Roger Waters Credit: Sonia Moskowitz, Getty Images

Roger Waters celebrated his 71st birthday September 6th at the Toronto International Film Festival by attending the world premiere of his new documentary Roger Waters: The Wall. TIFF was the perfect venue for the former Pink Floyd bassist to debut his film since The Wall Live tour actually began its run at Toronto's Air Canada Centre on September 15, 2010, so Roger Waters: The Wall's TIFF premiere was like coming full circle. Also, what better way to follow "Bill Murray Day" than with a film that explores Waters' epic tour from behind "the Wall."
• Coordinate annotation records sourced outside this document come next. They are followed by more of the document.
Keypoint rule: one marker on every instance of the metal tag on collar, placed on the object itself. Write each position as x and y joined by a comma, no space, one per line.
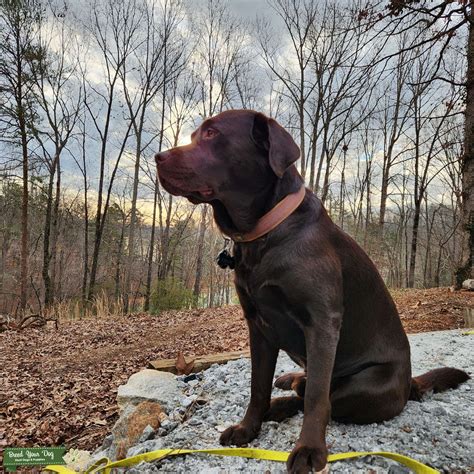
225,259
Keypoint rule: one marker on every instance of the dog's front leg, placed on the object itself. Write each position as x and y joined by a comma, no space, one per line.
321,337
264,356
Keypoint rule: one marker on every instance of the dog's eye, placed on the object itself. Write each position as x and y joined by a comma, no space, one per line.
210,133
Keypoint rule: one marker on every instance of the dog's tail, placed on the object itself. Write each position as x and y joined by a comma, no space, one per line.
436,380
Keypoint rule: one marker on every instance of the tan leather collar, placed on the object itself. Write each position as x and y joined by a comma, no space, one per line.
273,218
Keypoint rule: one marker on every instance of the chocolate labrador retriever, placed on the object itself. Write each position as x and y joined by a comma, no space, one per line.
305,287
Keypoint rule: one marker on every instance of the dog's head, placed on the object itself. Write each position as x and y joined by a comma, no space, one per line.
235,153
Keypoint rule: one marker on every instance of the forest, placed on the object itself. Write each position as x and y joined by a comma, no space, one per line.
374,93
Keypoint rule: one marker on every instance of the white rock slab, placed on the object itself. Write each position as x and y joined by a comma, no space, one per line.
149,385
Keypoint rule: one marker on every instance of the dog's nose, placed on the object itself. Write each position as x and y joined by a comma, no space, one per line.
161,157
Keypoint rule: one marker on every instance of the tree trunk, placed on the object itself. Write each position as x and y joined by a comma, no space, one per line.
199,262
46,238
24,213
465,271
146,305
414,245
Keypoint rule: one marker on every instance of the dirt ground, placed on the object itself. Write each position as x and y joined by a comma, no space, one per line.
58,387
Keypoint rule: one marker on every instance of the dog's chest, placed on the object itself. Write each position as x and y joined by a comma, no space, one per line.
266,304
Longtime Radiohead producer Nigel Godrich is credited with "Sound" in Roger Waters: The Wall, along with veteran sound mixer Adam Scrivener. The documentary runs for 133 minutes – 12 minutes longer than the classic double-LP itself – and was co-directed by Waters and Sean Evans, who was The Wall Tour's creative director. Roger Waters: The Wall was filmed in three cities on two continents. So far, no release date has been announced for the documentary, but there will be two more Toronto screenings. Waters also revealed that his tour documentary could double as "an anti-war, protest film." 
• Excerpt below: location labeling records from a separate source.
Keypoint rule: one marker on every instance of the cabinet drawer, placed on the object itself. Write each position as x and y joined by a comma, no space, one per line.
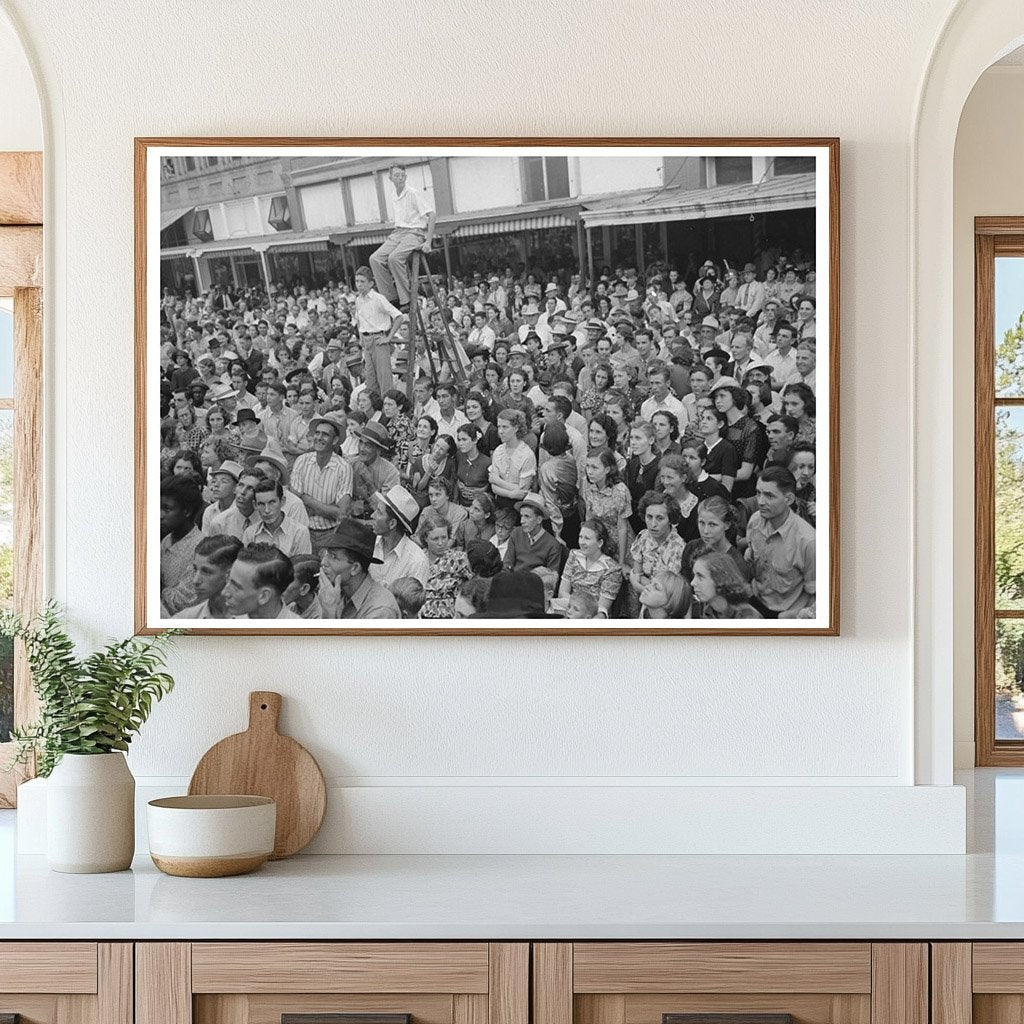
333,983
736,982
721,967
330,967
48,967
Following the premiere, and after an impromptu serenade of "Happy Birthday" by the crowd, Waters conducted a Q&A session with audience members and was asked why Pink Floyd's The Wall is so enduring. "I think people are sick and tired of being told that the most important thing in their life is commerce and the new this and the new that," Waters said according to the Toronto Sun. "I think people are probably ready to go now, 'Well, all of that rhetoric lead us to lob bombs over the top of the wall, that divides society ecologically, economically, philosophically and politically, from all our fellow human beings. And we no longer want to be told by our political leaders that they are scum and that we are great.' So that I believe that it may be we're no longer interested in the 'us and them' form of political philosophy that we've been fed on for the last couple of 1,000 years and that we may be ready to move into a new place." All that, plus "Comfortably Numb" is awesome.

"I can't top that tour," Waters told Rolling Stone last November. "First of all, you have to accept the fact that I'm not going to live forever... You just have to accept that when you do something as enormous as that tour. The hardest thing in the world is thinking of something to do, so going and doing it is a reward in itself."